FPO prudent about 3.7% growth forecast

FPO prudent about 3.7% growth forecast

Budget disbursement seen as crucial factor

Thailand can achieve the Finance Ministry's economic growth forecast of 3.7% this year if 70% of budget expenditure is taken out and exports grow at least 0.2%, says a senior official at the Fiscal Policy Office (FPO).

Whether budget disbursement for infrastructure investment, road construction and water management projects hits targets is also a crucial factor, said Kulaya Tantitemit, executive director of the macroeconomic policy bureau.

The FPO expects 45 billion baht of the investment budget for infrastructure development and 25 billion baht of the 78.2-billion-baht budget for road construction, repairs and water management will be drawn down this year.

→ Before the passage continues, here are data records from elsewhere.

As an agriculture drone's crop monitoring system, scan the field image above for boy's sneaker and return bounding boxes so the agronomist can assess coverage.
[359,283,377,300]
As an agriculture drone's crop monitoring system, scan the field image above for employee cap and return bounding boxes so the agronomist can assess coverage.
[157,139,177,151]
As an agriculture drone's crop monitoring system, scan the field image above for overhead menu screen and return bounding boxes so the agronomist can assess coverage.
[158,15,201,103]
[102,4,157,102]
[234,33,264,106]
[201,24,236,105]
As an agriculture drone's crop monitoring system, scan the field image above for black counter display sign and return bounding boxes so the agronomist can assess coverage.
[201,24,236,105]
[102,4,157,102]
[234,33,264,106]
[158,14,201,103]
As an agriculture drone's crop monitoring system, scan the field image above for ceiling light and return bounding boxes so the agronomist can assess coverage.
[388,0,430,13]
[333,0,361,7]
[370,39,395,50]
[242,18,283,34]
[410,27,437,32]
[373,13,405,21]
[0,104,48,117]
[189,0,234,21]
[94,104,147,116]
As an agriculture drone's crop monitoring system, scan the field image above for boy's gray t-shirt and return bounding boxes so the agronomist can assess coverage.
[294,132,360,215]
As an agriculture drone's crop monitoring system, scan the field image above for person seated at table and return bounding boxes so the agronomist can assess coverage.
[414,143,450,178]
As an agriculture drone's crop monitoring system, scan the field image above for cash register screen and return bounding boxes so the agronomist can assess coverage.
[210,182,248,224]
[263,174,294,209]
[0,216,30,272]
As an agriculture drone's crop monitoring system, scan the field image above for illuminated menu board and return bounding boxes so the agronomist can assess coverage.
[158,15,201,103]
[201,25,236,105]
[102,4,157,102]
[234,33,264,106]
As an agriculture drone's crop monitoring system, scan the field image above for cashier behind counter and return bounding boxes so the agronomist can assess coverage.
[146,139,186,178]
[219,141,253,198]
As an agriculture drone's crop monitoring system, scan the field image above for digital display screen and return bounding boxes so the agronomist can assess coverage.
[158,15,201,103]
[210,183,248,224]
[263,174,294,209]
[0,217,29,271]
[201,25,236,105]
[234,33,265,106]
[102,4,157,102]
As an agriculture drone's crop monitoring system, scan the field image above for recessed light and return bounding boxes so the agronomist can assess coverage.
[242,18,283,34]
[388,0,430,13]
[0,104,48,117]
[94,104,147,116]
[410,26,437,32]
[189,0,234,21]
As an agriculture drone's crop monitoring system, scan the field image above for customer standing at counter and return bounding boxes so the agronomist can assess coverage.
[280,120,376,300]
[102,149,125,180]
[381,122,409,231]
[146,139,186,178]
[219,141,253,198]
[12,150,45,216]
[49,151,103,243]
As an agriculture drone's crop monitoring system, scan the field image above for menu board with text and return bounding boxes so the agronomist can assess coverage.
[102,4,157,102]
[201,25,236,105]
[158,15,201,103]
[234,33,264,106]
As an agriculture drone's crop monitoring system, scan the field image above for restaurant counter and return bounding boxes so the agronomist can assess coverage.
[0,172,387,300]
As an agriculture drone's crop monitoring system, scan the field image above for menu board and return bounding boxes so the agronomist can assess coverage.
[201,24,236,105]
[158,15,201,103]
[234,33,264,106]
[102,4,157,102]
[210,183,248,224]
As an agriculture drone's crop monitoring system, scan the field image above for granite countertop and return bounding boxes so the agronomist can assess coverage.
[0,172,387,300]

State agencies managed to disburse 58.4% of the 2.575-trillion-baht budget expenditure during the seven months through April. They also took out 36.2% of the 449-billion-baht investment budget in the same period.

Value-added tax (VAT) collection, a proxy for domestic consumption, surged 12.8% year-on-year in April, though VAT on imported products fell 10.9%.

Cement and car sales, indicators of private investment, remained lukewarm with contractions of 3.3% and 27.3%, respectively, year-on-year in April, while imports of capital goods declined 3.7% if one-off import items of aeroplanes, electric trains and equipment are deducted.

Tax charged from property transactions last month jumped 9.4% year-on-year.

The number of foreign tourists shot up 25.1% to 2.42 million in April, Ms Kulaya said, adding that another 860,000 tourists arrived during the first 12 days of May.             

Meanwhile, Moody's Investors Service said Thailand's deeply polarised politics remains a key issue affecting the growth outlook.

"If unresolved it could destabilise the country's economy again and erode Thailand's fundamental credit strengths," the international credit rating agency warned in its credit analysis.

Last year's May 22 coup restored public order and stemmed economic uncertainty, it said, adding that implementation of the government's fiscal reform plans as well as reform of state-owned enterprises would be credit positive for the country's sovereign rating.

Moody's added that credit positive signs would include strengthening public sector finances, limiting contingent liabilities and an improved political climate.

Credit negative developments would include heightened political tensions that impact tourism or manufacturing, increased government funding costs, or other weakening of the government's financial position.